Metadata-Version: 2.3
Name: py-dbt-cll
Version: 0.1.3
Summary: python package to extract CLL from dbt files
Author: hi@pinkbeton.com
Requires-Python: >=3.9, <3.12
Classifier: Programming Language :: Python :: 3
Classifier: Programming Language :: Python :: 3.9
Classifier: Programming Language :: Python :: 3.10
Classifier: Programming Language :: Python :: 3.11
Requires-Dist: sqlglot (>=27.5.1,<28.0.0)
Description-Content-Type: text/markdown

### py-dbt-cll

![PyPI version](https://img.shields.io/pypi/v/py-dbt-cll.svg)&nbsp;![GitHub tag (latest SemVer)](https://img.shields.io/github/v/tag/ngmiduc/py-dbt-cll?label=version)&nbsp;![Publish](https://github.com/ngmiduc/py-dbt-cll/actions/workflows/publish.yml/badge.svg)&nbsp;![Tests](https://github.com/ngmiduc/py-dbt-cll/actions/workflows/test.yml/badge.svg)
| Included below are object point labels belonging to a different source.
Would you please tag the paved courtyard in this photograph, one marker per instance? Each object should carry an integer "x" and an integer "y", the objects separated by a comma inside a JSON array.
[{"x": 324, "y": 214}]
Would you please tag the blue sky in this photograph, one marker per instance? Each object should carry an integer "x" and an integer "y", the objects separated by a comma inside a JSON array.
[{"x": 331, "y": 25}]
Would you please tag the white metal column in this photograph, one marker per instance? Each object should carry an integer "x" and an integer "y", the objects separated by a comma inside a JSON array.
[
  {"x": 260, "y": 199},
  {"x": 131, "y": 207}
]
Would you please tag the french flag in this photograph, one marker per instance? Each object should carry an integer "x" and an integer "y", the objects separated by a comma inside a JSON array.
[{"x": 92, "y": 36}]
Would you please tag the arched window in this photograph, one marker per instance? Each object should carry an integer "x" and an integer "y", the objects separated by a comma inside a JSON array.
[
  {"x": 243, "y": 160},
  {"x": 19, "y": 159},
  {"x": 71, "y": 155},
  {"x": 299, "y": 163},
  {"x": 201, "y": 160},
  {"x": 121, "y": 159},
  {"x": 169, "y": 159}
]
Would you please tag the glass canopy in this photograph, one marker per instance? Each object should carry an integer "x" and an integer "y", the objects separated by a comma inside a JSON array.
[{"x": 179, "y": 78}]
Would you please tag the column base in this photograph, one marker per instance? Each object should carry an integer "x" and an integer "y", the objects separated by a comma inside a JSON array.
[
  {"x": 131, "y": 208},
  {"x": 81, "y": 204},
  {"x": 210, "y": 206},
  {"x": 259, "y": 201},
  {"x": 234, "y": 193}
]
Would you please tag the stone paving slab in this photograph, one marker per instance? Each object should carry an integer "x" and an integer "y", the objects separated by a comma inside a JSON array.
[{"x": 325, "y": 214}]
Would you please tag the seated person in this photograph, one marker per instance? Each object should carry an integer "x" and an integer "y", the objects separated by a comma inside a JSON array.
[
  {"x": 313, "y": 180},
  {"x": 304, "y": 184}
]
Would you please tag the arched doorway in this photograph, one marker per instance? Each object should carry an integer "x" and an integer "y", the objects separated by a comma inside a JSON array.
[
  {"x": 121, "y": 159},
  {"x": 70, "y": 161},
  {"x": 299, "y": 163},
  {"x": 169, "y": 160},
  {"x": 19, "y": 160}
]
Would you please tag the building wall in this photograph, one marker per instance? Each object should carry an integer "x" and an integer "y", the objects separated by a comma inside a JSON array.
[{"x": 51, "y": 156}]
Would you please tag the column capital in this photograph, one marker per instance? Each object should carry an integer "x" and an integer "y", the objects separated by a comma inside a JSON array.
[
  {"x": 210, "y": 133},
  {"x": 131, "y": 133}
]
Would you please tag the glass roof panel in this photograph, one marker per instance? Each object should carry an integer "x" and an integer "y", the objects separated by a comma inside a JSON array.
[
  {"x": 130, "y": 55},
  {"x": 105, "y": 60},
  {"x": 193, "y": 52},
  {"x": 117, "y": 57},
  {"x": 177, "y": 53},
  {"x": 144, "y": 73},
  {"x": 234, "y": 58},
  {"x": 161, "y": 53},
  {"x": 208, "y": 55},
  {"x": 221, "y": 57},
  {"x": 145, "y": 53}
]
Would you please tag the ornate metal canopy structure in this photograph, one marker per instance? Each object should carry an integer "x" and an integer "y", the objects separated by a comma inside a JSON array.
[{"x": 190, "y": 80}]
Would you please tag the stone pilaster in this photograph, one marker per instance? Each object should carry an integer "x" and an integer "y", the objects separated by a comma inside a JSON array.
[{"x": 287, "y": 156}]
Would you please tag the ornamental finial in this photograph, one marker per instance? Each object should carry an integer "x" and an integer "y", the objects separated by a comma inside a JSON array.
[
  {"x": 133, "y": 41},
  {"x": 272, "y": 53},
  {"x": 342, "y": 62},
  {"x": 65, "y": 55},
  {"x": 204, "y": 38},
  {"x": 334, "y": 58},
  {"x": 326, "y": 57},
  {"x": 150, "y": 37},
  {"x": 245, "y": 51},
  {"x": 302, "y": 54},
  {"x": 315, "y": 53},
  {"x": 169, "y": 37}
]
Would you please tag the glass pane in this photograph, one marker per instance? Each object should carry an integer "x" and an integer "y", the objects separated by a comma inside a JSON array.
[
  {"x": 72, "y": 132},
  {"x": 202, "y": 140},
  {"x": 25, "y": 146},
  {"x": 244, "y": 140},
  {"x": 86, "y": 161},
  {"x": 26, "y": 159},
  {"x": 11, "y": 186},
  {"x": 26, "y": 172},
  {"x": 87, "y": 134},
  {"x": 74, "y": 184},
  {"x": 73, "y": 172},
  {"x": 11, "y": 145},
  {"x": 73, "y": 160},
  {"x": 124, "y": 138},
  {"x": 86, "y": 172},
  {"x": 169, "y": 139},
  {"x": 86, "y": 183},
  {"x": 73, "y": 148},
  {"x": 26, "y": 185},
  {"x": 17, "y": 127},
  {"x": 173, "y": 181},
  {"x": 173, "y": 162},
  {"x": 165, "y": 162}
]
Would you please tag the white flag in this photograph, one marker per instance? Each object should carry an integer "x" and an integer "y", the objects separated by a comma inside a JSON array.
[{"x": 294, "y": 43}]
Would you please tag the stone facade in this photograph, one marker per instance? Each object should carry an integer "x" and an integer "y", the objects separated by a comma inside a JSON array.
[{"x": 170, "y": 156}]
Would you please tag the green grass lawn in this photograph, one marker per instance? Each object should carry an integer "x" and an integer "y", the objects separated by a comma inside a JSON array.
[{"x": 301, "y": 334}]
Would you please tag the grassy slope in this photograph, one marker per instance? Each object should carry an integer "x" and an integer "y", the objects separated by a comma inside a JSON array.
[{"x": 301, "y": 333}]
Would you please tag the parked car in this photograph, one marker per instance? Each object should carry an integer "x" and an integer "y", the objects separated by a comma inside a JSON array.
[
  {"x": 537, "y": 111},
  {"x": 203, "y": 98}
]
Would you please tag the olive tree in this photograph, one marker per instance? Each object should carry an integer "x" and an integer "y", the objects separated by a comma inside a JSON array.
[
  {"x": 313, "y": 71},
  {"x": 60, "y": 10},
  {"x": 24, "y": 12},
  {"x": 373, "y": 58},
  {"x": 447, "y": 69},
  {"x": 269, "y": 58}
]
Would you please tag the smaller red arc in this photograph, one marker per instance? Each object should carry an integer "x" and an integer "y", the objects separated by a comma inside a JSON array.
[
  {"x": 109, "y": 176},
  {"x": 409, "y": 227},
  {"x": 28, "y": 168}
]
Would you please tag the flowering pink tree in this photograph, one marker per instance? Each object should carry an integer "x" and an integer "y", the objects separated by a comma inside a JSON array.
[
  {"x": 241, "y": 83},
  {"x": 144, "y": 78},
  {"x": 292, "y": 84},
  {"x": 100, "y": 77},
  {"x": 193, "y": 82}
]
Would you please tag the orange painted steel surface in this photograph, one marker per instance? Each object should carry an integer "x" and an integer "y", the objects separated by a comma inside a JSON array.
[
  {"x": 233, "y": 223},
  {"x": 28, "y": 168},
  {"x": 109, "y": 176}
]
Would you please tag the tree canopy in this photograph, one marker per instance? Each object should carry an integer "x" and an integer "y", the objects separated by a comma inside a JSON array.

Python packages that extracts column lineage information from dbt models based on their metadata in the manifest file. It does not require any connection to the database and it only uses sqlGlot to extract the column level lineage information from a SQL query. Before the query is passed into sqlGlot, the query is modified with additional information from the manifest file, so that the column lineage can be accurately determined.

### Installation

You can install the package using pip:

```bash
pip install py-dbt-cll
```

### Usage

Import the class from the module.

```bash
from py_dbt_cll.dbt_lineage import DbtCLL
```

Load your manifest file from the json file and create the class instance with it. After that you can use the method `extract_cll` to extract column lineage information from your SQL queries.

```py
with open("tests/manifest.json", "r", encoding="utf-8") as file:
    manifest_data = json.load(file)
ccl = DbtCLL(manifest_data)

sql = """
    select *
    from (
        select *
        from ...
    ) as final
"""
columns = ["academic_year_id", "date_id"]
lineage = ccl.extract_cll(sql, columns, debug=False)
```

Parameters:

- `sql` (str): The SQL query from which to extract column lineage.
- `columns` (list): A list of column names to extract lineage for.
- `debug` (bool): Whether to enable debug mode for more verbose output. (default is False)
- `dialect` (str): The SQL dialect to use for parsing the SQL query (default is "tsql").

Returns:

- dict: A dictionary mapping column names to their lineage information.